Clarke spent sixteen years between Jonathan Strange & Mr Norrell and Piranesi, much of it ill. Piranesi is 272 pages and feels like something made under enormous pressure — not the pressure of deadline but of necessity. It is the kind of book that could only have been written by someone who had spent years thinking about reality and interiority and what it means to be inside a story.

It won the Women’s Prize for Fiction in 2021. The prize exists to recognise fiction by women that deserves more attention than it gets. In Clarke’s case, it recognised one of the most genuinely original novels published in the last twenty years.

Maggie O’Farrell

Maggie O’Farrell has written nine novels. All of them are about women navigating lives shaped by forces larger than themselves — illness, grief, historical contingency, love. She writes in a mode that might be called intense psychological realism, and she does it at a pace that makes most literary fiction feel slow.

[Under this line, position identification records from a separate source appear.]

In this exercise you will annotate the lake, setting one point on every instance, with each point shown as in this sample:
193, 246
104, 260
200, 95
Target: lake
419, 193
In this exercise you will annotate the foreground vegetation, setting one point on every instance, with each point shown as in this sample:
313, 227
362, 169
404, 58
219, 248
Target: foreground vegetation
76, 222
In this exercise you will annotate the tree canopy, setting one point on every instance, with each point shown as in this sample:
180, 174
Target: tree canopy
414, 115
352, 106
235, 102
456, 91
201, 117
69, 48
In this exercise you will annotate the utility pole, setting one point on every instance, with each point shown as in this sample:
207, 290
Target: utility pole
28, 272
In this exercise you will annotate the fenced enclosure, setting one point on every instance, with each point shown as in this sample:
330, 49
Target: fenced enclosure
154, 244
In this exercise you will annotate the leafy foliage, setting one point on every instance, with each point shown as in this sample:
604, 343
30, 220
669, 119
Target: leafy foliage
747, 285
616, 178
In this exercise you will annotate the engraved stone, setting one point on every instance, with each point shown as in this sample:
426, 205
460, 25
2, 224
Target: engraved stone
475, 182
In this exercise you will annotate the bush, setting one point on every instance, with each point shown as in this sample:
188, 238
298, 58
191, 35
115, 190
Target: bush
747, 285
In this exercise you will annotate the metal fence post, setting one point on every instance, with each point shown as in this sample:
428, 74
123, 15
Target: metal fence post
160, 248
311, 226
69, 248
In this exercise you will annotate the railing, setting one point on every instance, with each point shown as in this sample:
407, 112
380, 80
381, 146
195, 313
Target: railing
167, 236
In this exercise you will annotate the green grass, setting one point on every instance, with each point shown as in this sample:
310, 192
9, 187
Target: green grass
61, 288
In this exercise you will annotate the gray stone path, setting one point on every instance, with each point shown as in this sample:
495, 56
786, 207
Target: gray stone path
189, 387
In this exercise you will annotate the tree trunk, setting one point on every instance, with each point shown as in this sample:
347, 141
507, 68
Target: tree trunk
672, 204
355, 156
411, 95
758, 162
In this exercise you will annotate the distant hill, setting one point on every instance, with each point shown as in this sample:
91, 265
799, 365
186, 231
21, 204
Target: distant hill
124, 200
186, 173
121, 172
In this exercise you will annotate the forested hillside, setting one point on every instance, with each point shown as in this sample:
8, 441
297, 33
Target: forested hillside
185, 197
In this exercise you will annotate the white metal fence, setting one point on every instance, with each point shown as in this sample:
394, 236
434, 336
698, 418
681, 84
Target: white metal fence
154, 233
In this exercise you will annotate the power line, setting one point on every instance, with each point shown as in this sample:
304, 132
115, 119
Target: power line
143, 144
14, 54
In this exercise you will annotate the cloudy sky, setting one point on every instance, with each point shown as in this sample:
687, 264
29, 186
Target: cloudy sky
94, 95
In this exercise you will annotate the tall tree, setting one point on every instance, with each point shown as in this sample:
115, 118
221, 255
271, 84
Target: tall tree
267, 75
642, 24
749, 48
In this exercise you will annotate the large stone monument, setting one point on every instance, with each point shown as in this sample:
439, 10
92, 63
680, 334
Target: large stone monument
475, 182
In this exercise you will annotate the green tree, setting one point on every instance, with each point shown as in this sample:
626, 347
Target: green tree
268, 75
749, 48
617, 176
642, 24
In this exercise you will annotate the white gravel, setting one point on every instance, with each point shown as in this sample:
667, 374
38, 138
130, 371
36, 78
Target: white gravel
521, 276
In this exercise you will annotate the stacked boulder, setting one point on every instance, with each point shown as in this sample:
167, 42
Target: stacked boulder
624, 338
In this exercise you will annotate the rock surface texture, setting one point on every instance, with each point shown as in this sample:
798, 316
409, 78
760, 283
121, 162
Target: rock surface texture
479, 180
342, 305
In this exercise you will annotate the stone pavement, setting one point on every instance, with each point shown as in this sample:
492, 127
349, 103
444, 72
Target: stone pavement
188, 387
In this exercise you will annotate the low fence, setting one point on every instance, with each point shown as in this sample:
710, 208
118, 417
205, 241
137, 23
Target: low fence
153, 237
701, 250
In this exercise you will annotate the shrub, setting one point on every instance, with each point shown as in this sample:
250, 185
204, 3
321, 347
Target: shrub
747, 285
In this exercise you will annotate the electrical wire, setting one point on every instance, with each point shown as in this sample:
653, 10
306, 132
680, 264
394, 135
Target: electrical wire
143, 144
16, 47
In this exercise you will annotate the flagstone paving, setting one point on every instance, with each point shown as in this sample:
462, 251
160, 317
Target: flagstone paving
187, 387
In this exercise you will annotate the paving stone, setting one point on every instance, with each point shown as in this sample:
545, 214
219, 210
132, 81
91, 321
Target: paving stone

After You’d Gone was her debut and it remains one of the most structurally ambitious first novels published in Britain in the last thirty years. A woman sees something in a train station mirror that she refuses to describe. She steps in front of a car. The novel works backwards and forwards from that moment, assembling what was seen and what it meant. O’Farrell handles time with the kind of confidence that most writers take decades to develop.

Why These Books Matter

Literary fiction has always had female writers at its centre. What has changed is who gets canonised, who gets reviewed, and who gets taught. Shafak, Tokarczuk, Levy, Clarke, and O’Farrell are all working at the highest level of contemporary literary fiction. They write books that are formally ambitious, emotionally intelligent, and built to last.

If you read one book from this list, read Drive Your Plow Over the Bones of the Dead. If you read five, you will come out the other side thinking differently about what literary fiction can do.